Pronto, todos los presentes estuvieron ubicados en los asientos, con el mate listo y atentos para escuchar la presentación de la primera Carta Pastoral de Mons. García Cuerva: «La revolución de la alegría». Este documento expone el sueño del Arzobispo de vivir la alegría del Evangelio como Iglesia porteña, en las actividades de cada día, junto con algunas áreas y líneas de acción para posibilitar el encuentro con Jesús y su Buena Noticia.

«La alegría cristiana no es un optimismo berreta, la alegría cristiana parte de Jesús, Jesús muerto y resucitado, Jesús Buena Noticia, Jesús que nos ama. Él es la razón de nuestra alegría. Desde las dificultades de cada día, nosotros también queremos transmitir alegría», enfatizó el Padre Jorge, y agregó: «Ser alegre y esperanzado en este tiempo es revolucionario, porque va en contra de la corriente, porque hoy es más fácil ser placa de Crónica y decir que todo está mal».

«Lo central es esto: el encuentro con Jesús provoca alegría y nosotros tenemos en nuestras manos la mejor Buena Noticia para compartir», insistió el arzobispo, e hizo hincapié en que no se trata de negar los sufrimientos y dificultades de cada día en esta sociedad, sino de que, en medio de ellos, uno se encuentra a Jesús. La alegría de ser una Iglesia que sale al encuentro y recibe a todos; la alegría de ser hermanos, familia; la alegría de caminar juntos, de modo sinodal.

Una catequesis del misterio

La mañana continuó con la presentación del Padre Emmanuel Sicre S.J. con la propuesta de buscar una catequesis que acerque más al misterio de Jesús. Sicre advirtió de la diferencia entre ver y mirar, en un mundo donde lo visual ha cobrado tanta relevancia, la vista está saturada de estímulos que adormecen los demás sentidos.
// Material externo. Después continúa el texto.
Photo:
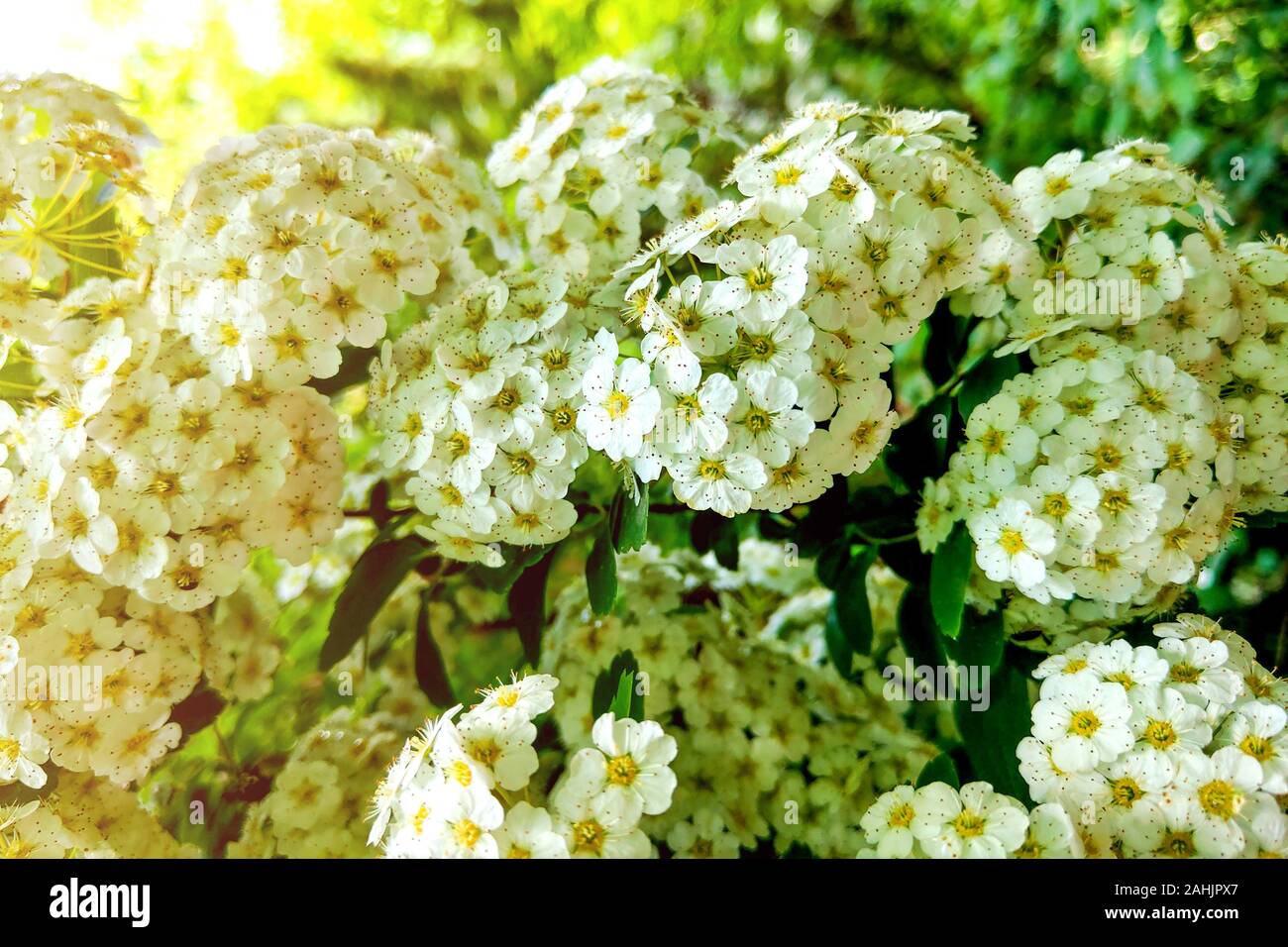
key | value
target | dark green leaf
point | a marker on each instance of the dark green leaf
(516, 560)
(630, 518)
(991, 736)
(377, 573)
(980, 642)
(909, 562)
(949, 571)
(528, 604)
(355, 364)
(430, 669)
(850, 602)
(984, 381)
(616, 689)
(917, 633)
(831, 562)
(837, 646)
(939, 770)
(601, 574)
Sin embargo, si uno detiene la vorágine del día a día, puede mirar, contemplar aquello invisible pero perceptible.

«Cada acción que desarrollamos en la catequesis tiene que estar orientada a lo invisible», dijo el jesuita invitando a poner en práctica una catequesis del misterio de Jesús, que plantee más que respuestas, buenas preguntas que ayuden a introducirse en el mundo de lo invisible-perceptible desde el conocer, sentir y actuar.

Caminando juntos como Arquidiócesis

Luego del almuerzo, la Vicaría de Jóvenes, la Pastoral carcelaria y la Vicaría de Niños presentaron sus objetivos y actividades para este año, con el propósito de acercar a jóvenes, niños y personas privadas de su libertad, a un encuentro profundo y genuino con Jesús que siempre acompaña, comprende y consuela.
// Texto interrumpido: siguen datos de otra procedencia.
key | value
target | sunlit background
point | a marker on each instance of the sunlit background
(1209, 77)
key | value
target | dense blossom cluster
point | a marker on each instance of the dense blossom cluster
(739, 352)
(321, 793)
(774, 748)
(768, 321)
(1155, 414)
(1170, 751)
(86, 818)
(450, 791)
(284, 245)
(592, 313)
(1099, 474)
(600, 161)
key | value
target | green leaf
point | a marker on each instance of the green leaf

Antes de finalizar la jornada con una misa en acción de gracias por lo compartido durante el día y las riquezas de la Iglesia en Buenos Aires, los catequistas y agentes pastorales participaron de diferentes talleres con herramientas para hacer brotar la alegría de Jesús en las actividades de evangelización de cada comunidad.